Pandora Papers adı verilen ve yine Uluslararası Araştırmacı Gazeteciler Konsorsiyumu tarafından derlenerek 3 Ekimden itibaren yayınlanmaya başlanan veriler 14 offshore hizmeti sağlayıcısı ve hukuk firmasının belgelerinden oluşuyor. Bu veri sızıntısının şu ana kadar yayınlananların en kapsamlısı olduğu belirtiliyor. Panama Papers’da sızdırılan belge sayısı 11,5 milyon iken Pandora Papers’da 11,9 milyon belge bulunduğu ifade ediliyor.
VERGİ KAÇIRMAK VE KARAPARA AKLAMAK İLE SUÇLANIYORLAR
Bilgi teknolojilerinin gelişmesiyle verilerin daha çok dijital ortamlarda tutulması, ne kadar güvenlik önlemi alınırsa alınsın bu tür veri sızıntılarının yaşanmasının önüne geçemiyor. Yine büyük yankı uyandıran belgelerde pek çok işadamı, politikacı, sanatçı ve ünlü ismin adı geçiyor. Bu kişiler servetlerini gizlemek, vergi kaçırmak, suç gelirlerini (karapara) aklamak ile suçlanıyor.
Pandora Papers belgeleri bütün dünyada uzun süredir konuşulan ve vergi cennetleri olarak ifade edilen offshore merkezler ile ilgili çarpıcı gerçekleri bir kez daha gündeme taşıdı ve tartışmaya açtı. 1960’lı yıllardan beri giderek gelişen ve dünya finansal sistemi içinde önemli bir yer edinen offshore merkezler düşük vergiler, gizlilik, yasal düzenlemeler ile bankacılık kurallarının ve denetim mekanizmalarının yetersizliği ile ön plana çıkıyor.
PARAVAN ŞİRKETLER KURULUYOR
Cayman Adaları, Britanya Virjin Adaları, Bahamalar, Bermuda, Seyşeller, Jersey, Belize gibi genellikle küçük ada ülkeleri offshore merkezi olarak faaliyet gösteriyor. Bu ülkelerde gerçekleşen finansal işlemlerin büyüklüğü, ülkenin içindeki gerçek ekonomik büyüklüğün çok üzerinde oluyor. Yurtdışındaki gerçek ve tüzel kişilere düşük vergi oranları ile finansal hizmetler verilmesine aracılık ediliyor.
Faaliyet gösterdikleri ülkelerde yüksek vergileri ödemek istemeyen kişiler veya şirketler vergi cenneti olarak da adlandırılan bu ülkelerde paravan şirketler kurarak faaliyet gösterdikleri ülkelerdeki işlemleri bu şirketler üzerinden gerçekleşmiş gibi gösteriyor ve yüksek vergi yükümlülüklerinden kurtuluyor.

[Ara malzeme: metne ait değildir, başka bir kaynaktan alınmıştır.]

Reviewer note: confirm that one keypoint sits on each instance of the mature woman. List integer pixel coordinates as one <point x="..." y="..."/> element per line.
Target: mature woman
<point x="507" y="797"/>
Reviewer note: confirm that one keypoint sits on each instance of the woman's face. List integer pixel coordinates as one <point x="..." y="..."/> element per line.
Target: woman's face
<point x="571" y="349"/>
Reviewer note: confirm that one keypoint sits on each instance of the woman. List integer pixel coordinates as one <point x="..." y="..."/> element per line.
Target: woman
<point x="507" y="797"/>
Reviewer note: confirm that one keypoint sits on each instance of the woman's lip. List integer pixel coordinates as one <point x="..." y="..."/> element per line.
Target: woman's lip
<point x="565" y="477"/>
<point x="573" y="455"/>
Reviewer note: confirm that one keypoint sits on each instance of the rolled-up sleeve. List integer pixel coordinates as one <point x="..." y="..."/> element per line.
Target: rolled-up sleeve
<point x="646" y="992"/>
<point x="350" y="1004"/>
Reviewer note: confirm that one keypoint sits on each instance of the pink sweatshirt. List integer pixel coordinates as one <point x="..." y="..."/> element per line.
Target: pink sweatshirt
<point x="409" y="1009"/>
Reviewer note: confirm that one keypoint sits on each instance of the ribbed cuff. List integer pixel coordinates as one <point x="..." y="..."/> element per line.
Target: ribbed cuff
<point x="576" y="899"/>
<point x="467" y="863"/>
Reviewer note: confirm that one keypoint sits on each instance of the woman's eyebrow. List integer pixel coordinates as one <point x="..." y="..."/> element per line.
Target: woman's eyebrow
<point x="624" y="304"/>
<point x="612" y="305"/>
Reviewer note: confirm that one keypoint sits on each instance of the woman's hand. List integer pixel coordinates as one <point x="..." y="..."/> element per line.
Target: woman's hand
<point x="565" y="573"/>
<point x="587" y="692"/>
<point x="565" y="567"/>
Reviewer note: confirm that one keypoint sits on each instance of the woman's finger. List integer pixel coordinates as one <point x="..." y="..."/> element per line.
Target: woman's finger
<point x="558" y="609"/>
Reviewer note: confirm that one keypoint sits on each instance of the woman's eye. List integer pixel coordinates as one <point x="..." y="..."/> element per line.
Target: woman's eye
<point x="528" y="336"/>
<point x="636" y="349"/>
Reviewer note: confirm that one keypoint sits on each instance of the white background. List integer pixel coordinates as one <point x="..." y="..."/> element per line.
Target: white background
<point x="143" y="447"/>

Sadece bu konuda hizmet veren uzmanlaşmış hukuk ve danışmanlık firmaları bulunuyor. Bu firmalar müşterilerinin finansal işlemlerinin offshore merkezler üzerinden gerçekleştirilmesine aracılık yapıyor.
ÜLKELERİN VERGİ KAYBI OLUŞUYOR
Offshore merkezler bu özellikleri nedeniyle yolsuzluklardan, rüşvetten ve yasadışı faaliyetlerden elde edilen karaparanın aklanması amacıyla da yoğun olarak kullanılıyor. Suçtan elde edilen gelirler bu ülkelere aktarılıp çeşitli finansal işlemlere tabi tutularak yasal görünümlü hale getiriliyor. Bu gelirler de yasadışı faaliyetlerin, organize suç örgütleri ile terörizmin finanse edilmesi amacıyla kullanılıyor.

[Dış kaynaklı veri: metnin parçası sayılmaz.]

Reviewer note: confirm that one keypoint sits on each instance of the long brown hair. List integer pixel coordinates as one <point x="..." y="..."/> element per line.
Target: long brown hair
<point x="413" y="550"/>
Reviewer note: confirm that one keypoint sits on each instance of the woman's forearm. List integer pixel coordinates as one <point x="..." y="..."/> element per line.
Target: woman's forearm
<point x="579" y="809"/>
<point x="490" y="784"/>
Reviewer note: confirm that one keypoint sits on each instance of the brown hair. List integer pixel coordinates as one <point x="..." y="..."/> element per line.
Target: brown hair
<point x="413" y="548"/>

Bunun yanı sıra ülkelerde normal ticari faaliyetlerden elde edilen gelirler offshore merkezlere aktarılarak vergiden kaçınmak amacıyla mevcut vergi sistemlerinin dışına çıkarılıyor. Zenginler varlıklarını gizlemek için paralarını buralara aktarıyor. Bu nedenle ülkelerin büyük vergi kaybı oluşuyor.

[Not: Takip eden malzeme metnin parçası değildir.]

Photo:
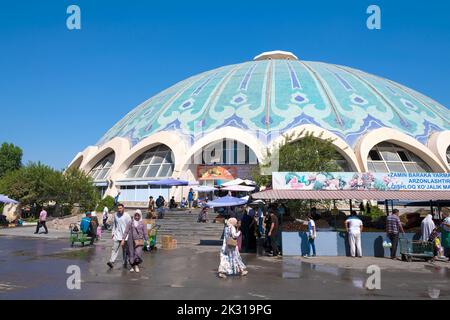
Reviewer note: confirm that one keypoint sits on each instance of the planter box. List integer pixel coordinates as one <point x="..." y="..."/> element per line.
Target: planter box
<point x="331" y="243"/>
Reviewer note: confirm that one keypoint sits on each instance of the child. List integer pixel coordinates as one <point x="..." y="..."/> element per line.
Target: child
<point x="434" y="238"/>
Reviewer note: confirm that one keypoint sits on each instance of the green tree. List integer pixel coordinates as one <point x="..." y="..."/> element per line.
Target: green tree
<point x="37" y="184"/>
<point x="77" y="188"/>
<point x="303" y="152"/>
<point x="10" y="158"/>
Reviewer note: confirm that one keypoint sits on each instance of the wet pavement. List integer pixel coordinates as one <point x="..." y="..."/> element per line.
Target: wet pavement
<point x="36" y="269"/>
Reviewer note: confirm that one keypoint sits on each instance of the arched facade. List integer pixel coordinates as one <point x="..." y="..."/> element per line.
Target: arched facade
<point x="373" y="138"/>
<point x="250" y="106"/>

Offshore merkezlerdeki paravan şirketler üzerinden yapılan kağıt üzerindeki birkaç işlem ile ülkeler tahsil etmeleri gereken vergileri tahsil edemiyor. Offshore merkezlerde tutulan paranın 5,6 ile 32 trilyon USD arasında olduğu ve bu nedenle ülkelerin yaklaşık yıllık yaklaşık 600 milyar USD vergi kaybına uğradığı tahmin ediliyor.
VERGİ CENNETLERİNİ KULLANMAK YASADIŞI MI?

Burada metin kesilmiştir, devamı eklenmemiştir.